Charging an electric car really isn’t all that difficult; but wireless charging could make the process even easier.
I can’t help but wonder if some drivers are reluctant to jump on the all-electric or plug-in hybrid bandwagon simply because of the extra effort it takes to connect the car to a charging station each evening? I know that seems a little absurd, but I suppose it’s possible. After all, it is an extra step that most people just aren’t accustomed to when they roll into the garage every night.
Oh, and if you failed to realize that you forgot to plug the car in until the next morning — well, that’s the kind of mistake that could ruin your whole day, especially if you had somewhere important to go. But there’s talk of a much easier method on the horizon.
We’ve been using wireless chargers (inductive charging) to power up our handheld devices for at least a few years now, so it only makes sense that auto manufacturers would eventually apply that kind of technology — on a larger scale, of course — to charge depleted electric car batteries. And while these wireless charging mats aren’t immediately available, manufacturers do hope to have the systems ready for home and public use within the next few years.
Obviously, there’s a good deal of science happening in there, but here’s a streamlined version of how it works: Electricity is emitted from the transmission unit (an electrically charged mat mounted to the ground) to the vehicle’s receiver unit (mounted underneath the car) through electromagnetic induction (wireless transmission of energy). The receiver unit passes the electric current on to the car’s battery pack until it’s fully charged.

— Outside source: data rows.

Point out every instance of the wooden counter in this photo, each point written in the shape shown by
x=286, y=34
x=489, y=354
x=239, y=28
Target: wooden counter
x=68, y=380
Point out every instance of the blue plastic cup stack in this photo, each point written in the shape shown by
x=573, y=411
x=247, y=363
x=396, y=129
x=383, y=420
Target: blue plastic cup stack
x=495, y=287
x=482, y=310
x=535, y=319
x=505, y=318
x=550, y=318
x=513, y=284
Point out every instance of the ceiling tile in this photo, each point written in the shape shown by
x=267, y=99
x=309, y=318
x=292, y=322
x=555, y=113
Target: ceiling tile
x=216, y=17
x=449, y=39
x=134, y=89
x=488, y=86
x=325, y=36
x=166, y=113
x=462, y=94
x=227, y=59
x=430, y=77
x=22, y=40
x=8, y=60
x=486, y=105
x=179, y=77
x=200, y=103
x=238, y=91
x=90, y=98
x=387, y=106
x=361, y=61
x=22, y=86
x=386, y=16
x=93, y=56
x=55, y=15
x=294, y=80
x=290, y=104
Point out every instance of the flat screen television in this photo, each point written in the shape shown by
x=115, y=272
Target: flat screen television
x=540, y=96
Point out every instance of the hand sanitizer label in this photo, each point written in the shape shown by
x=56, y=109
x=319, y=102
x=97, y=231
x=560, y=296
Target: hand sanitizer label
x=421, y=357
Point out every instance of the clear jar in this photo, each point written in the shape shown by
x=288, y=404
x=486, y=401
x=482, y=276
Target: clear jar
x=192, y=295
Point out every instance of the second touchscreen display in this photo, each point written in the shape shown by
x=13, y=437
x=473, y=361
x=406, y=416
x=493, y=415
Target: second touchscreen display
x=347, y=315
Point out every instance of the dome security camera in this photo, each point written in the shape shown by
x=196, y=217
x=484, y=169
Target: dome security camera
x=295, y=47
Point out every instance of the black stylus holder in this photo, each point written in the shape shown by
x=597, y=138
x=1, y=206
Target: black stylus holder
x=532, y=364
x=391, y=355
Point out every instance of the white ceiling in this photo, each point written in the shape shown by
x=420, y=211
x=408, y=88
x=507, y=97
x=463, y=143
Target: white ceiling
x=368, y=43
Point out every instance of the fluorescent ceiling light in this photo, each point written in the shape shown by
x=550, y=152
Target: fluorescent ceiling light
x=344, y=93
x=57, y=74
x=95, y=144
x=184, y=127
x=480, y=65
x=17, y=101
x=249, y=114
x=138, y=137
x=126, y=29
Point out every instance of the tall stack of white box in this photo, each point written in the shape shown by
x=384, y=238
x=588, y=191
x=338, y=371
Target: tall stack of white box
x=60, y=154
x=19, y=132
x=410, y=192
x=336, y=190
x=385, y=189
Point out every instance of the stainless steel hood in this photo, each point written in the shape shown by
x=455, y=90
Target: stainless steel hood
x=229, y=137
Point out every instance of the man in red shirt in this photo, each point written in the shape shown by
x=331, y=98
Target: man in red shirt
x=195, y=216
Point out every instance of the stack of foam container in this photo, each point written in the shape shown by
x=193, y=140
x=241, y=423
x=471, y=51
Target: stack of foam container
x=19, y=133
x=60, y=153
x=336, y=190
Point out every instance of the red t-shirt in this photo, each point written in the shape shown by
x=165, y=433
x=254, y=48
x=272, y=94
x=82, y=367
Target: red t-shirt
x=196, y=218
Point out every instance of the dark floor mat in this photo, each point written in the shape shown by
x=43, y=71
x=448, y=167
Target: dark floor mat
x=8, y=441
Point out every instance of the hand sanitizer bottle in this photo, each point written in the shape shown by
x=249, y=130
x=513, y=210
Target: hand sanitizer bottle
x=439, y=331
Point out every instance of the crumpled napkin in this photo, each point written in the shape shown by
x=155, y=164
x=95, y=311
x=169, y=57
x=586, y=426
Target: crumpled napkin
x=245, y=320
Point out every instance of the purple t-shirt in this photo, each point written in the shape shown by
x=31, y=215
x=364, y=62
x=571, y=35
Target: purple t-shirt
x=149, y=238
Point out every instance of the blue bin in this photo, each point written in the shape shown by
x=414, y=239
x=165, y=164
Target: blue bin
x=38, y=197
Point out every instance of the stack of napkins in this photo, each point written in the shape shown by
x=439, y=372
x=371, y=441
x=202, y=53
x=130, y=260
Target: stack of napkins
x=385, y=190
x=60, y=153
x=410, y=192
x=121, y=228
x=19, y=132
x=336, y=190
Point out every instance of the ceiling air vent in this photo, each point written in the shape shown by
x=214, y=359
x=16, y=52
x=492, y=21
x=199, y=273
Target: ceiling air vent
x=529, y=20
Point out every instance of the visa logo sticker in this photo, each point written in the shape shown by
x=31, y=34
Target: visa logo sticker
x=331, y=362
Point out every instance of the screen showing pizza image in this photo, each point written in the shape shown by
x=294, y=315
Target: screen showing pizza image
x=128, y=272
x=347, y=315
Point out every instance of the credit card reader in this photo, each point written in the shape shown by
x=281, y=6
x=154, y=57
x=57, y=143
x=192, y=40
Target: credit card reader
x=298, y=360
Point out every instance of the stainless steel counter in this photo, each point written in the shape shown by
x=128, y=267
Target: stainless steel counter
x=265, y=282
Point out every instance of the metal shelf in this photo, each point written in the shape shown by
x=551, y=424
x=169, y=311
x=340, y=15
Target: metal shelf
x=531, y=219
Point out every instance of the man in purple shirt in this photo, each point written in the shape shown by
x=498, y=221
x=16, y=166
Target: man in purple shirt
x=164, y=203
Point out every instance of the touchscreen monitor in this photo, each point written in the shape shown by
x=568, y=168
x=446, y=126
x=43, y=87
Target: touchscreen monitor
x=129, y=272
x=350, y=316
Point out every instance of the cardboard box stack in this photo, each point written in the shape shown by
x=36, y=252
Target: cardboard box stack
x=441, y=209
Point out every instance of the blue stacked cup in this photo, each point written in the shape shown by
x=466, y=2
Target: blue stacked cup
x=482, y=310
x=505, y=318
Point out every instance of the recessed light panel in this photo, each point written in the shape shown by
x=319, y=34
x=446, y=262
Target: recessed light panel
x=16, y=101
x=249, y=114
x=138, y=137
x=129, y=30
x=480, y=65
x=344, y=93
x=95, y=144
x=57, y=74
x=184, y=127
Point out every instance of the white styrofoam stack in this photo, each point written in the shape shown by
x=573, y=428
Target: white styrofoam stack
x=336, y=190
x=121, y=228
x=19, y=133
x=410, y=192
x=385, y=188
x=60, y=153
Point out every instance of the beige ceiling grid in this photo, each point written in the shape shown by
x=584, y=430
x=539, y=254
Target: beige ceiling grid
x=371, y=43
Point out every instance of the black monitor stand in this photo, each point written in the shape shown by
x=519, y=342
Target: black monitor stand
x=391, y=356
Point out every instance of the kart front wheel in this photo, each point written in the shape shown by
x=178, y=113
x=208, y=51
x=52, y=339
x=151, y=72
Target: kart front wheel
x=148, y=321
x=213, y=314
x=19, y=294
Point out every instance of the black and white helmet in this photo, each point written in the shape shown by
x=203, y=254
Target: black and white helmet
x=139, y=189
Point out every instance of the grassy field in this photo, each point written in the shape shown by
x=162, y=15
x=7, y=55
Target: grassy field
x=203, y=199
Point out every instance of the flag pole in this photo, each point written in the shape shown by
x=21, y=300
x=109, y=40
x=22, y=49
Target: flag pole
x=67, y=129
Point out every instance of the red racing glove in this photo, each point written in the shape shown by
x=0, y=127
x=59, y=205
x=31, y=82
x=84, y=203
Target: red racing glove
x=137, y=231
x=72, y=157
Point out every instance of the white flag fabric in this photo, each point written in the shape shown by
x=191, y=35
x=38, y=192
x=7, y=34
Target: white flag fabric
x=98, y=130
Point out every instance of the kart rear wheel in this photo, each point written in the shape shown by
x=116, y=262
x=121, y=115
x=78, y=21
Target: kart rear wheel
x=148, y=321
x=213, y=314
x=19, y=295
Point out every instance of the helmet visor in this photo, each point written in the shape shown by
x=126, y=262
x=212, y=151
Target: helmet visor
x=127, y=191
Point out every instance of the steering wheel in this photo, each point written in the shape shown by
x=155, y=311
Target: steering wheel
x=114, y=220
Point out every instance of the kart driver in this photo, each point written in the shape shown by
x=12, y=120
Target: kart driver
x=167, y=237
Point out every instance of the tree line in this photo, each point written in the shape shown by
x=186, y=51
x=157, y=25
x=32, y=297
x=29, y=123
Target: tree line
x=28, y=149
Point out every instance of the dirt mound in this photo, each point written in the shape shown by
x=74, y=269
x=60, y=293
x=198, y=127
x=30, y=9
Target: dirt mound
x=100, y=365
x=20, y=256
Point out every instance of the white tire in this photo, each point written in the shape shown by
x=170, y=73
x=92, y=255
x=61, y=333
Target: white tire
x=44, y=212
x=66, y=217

An even simpler version: You drive your electric car (or plug-in hybrid) over the charging mat you installed on your garage floor and the system begins charging the car’s battery pack as soon as the vehicle is parked. That’s it. Simple, right? And there’s no added hassle of having to plug and unplug the car each time you intend to use it. Some of these proposed charging systems will even guide the driver into the correct parking position.
Now, as I mentioned, there aren’t any wireless charging systems currently available from the auto manufacturers — but they are in the works. Nissan has been teasing us with a wireless charging system for its all-electric LEAF for a couple of years now, and as of Dec. 2012, Toyota was working on an angular coil system for wireless power transmission.
So do you think we’ll see these systems reach production by the end of 2013? Or will it be 2014? Do you think the aftermarket options will be as good as (or maybe better than?) the factory offered wireless charging systems? Let me know what you think.